I thought Codecademy’s course “Getting Started Off Platform for Data Science” really deserved more focus than it did when I initially browsed the catalog, regretting that I saw it at the end of my perusal of beginner friendly Python courses. But life moves on. I started going through some intermediate courses with an eye on future studies in machine learning. Here are some notes:

  • Learn Recursion with Python I took purely for fun and curiosity with no expectation of applicability to modern machine learning. In school I learned recursion with Lisp, a language ideally suited for the task. Python wasn’t as good of a fit for the subject, but it was alright. Lisp was also the darling of artificial intelligence research for a while, but I guess the focus has since evolved.
  • Learn Data Visualization with Python gave me more depth on two popular Python graphing libraries: Matplotlib and Seaborn. These are both libraries with lots of functionality so “more depth” is still only a brief overview. Still, I anticipate skills here to be useful in the future and not just in machine learning adventures.
  • Learn Statistics with NumPy was expected to be a direct follow-up to the beginner-friendly Statistics with Python course, but it was not a direct sequel and there’s more overlap than I thought there’d be. This course is shorter, with less coverage on statistics but more about NumPy. After taking the course I think I had parsed the course title as “(Learn Statistics) with NumPy” but I think it’s more accurate to think of it as “Learn (Statistics with NumPy)”

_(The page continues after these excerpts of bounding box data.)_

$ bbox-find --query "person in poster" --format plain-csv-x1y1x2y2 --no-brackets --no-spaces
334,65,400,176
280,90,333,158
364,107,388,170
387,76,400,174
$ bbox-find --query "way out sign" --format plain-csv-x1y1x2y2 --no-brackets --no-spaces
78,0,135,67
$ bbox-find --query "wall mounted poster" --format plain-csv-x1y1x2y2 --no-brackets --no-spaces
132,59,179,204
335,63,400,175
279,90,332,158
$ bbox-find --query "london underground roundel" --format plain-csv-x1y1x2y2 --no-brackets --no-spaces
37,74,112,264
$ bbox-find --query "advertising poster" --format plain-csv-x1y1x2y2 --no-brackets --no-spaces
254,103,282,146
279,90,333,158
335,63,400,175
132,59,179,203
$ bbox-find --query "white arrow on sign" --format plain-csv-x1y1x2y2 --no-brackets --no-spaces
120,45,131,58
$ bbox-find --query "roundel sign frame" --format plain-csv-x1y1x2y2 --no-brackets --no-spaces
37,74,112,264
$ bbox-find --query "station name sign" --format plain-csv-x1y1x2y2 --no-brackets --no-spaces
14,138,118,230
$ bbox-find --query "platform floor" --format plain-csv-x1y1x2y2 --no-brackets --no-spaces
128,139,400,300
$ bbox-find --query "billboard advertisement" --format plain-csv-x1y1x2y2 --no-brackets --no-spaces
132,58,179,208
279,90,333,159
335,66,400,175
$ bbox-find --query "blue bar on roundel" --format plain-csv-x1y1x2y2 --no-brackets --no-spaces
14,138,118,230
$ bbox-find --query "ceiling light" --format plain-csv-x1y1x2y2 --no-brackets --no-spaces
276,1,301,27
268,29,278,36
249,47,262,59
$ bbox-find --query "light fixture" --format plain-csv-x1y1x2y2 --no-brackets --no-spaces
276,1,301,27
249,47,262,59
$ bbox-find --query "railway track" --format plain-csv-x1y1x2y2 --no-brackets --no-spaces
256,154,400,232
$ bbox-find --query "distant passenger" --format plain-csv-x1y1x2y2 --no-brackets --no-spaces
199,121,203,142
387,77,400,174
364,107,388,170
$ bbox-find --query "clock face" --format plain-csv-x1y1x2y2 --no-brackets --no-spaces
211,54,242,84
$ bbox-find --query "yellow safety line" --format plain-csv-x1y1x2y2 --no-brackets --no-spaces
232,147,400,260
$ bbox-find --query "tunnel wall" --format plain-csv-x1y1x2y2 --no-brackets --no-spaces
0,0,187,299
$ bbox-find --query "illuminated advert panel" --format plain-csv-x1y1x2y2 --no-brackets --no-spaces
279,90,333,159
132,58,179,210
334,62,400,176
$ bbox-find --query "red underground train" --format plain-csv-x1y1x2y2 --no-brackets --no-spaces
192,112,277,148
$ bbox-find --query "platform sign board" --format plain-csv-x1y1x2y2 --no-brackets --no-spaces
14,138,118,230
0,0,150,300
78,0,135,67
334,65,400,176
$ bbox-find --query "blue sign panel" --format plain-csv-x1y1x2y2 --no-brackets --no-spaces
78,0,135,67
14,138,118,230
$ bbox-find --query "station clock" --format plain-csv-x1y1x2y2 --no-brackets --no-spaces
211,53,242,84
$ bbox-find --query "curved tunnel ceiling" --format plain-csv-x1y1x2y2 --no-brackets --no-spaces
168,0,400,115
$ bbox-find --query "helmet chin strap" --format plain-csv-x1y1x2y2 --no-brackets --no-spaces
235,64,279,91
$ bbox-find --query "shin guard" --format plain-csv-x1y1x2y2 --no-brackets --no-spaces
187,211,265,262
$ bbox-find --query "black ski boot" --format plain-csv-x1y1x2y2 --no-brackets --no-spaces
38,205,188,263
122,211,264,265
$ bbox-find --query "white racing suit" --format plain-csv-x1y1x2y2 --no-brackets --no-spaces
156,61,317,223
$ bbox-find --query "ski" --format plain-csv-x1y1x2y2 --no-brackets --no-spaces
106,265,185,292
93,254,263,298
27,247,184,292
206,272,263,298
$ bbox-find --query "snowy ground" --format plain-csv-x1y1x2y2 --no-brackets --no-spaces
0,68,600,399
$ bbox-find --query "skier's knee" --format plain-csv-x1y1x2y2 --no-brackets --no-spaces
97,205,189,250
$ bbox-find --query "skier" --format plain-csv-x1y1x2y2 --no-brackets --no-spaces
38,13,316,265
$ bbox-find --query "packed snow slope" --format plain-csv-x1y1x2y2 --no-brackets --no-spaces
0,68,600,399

  • Linear Regression in Python is a small but important step up the foothills on the way to climbing the mountain of machine learning. Finding the best line to fit a set of data teaches important concepts like loss functions. And doing it on a 2D plot of points gives us an intuitive grasp of what the process looks like before we start adding variables and increasing the number of dimensions involved. Many concepts are described and we get exercises using the scikit-learn library which implements those algorithms.
  • Learn the Basics of Machine Learning was the obvious follow-up, diving deeper into machine learning fundamentals. All of my old friends are here: Pandas, NumPy, scikit-learn, and more. It’s a huge party of Python libraries! I see this course as a survey of major themes in machine learning, of which neural networks was only a part. It describes a broader context which I believe is a good thing to have in the back of my head. I hope it helps me avoid the trap of trying to use neural nets to solve everything a.k.a. “When I get a shiny new hammer everything looks like a nail”.

Several months after I started reorienting myself with Python 3, I felt like I had the foundation I needed to start digging into the current state of the art of deep learning research. I have no illusions about being able to contribute anything, I’m just trying to learn enough to apply what I can read in papers. My next step is to learn to build a deep learning model.